From Hell to Heaven: How Orphan Care Evolves
Level 2: Purgatory One step up from hell is purgatory where the conditions are almost as severe but survival rates are better. The dictionary defines purgatory as a temporary place of suffering. Katrina is in purgatory somewhere in the former USSR. The youngest of three children, she was born with asthma and her parents could not afford the medicine she needed to live. They also could not afford to feed her. So they took her to a local overcrowded state-run orphanage.
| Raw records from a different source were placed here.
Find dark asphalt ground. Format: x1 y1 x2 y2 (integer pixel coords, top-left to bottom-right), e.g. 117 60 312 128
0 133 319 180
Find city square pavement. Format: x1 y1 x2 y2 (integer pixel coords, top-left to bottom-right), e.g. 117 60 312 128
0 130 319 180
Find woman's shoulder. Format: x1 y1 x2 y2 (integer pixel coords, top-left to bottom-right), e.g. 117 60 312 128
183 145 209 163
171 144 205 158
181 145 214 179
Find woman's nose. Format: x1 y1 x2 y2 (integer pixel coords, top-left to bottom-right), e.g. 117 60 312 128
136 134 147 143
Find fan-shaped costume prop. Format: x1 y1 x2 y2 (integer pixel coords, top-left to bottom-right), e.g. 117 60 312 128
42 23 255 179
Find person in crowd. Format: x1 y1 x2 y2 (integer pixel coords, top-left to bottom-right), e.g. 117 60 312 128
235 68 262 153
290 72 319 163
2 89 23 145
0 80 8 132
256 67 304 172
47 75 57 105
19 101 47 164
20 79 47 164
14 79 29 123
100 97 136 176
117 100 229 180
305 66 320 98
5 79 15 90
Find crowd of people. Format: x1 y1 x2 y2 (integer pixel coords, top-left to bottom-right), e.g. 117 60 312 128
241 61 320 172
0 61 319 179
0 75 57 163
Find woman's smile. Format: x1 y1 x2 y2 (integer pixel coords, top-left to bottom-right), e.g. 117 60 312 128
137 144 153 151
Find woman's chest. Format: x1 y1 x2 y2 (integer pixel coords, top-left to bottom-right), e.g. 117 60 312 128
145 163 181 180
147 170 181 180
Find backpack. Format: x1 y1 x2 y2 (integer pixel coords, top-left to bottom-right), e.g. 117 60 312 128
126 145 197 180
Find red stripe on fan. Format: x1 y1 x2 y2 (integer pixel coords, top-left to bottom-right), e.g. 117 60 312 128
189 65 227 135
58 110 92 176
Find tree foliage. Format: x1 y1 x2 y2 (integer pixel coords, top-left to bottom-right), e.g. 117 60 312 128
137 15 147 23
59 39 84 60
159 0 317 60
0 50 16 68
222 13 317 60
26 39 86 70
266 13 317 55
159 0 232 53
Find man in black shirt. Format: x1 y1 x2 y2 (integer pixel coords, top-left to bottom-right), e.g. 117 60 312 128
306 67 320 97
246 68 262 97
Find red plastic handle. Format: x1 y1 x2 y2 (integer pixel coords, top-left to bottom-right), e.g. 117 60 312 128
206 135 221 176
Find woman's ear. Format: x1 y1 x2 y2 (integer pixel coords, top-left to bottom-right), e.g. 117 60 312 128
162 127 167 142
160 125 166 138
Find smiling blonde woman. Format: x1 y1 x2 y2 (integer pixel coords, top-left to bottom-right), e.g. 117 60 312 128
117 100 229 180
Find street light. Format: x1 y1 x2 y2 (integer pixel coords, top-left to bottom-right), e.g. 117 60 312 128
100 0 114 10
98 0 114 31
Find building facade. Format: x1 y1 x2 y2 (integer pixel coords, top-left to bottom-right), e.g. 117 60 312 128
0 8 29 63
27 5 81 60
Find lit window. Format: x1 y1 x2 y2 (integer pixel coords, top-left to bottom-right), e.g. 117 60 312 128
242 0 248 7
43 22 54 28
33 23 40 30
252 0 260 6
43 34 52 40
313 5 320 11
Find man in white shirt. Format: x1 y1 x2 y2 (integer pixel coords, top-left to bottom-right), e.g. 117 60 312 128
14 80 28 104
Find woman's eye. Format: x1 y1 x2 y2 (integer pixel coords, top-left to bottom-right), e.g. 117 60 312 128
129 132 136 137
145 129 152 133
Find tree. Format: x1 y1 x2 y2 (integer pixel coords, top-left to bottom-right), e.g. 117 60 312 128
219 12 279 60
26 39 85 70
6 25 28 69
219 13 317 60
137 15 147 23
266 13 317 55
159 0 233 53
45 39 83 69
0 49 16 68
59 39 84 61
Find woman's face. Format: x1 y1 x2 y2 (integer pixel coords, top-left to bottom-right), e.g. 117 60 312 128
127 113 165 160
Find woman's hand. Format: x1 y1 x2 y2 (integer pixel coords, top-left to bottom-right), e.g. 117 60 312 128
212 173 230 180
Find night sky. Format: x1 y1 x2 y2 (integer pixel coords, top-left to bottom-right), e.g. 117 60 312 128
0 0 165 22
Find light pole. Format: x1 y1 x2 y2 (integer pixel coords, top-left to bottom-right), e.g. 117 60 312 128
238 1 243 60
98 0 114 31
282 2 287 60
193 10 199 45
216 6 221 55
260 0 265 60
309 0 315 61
Katrina has a roof over her head, a bed to sleep on, and she gets one, sometimes two meals a day. When she is ill, there might be some medicine to open her lungs, but medicine comes in sporadically. Katrina has a better chance of survival here than she would if she were living on the streets, but many children still die. Inadequate nutrition makes them more susceptible to diseases and infections. Lack of parental affection and lack of education spells disaster for their emotional and mental development.
If Katrina is very fortunate, her parents' financial situation will improve and they will come back for her. Or she might eventually be transferred to a religiously affiliated orphanage in the next town. The children there get better food and more of it. A few babies might be adopted by Westerners. But for now, Katrina waits and hopes and cries.
Purgatory is a society's first organized and tax-supported response to the problem of orphans. Orphanages are a beginning, but far from optimal. In the last 50 years, there has been an explosion of research on child development. We know for a fact that children grow best in families, and orphanages can never replace families.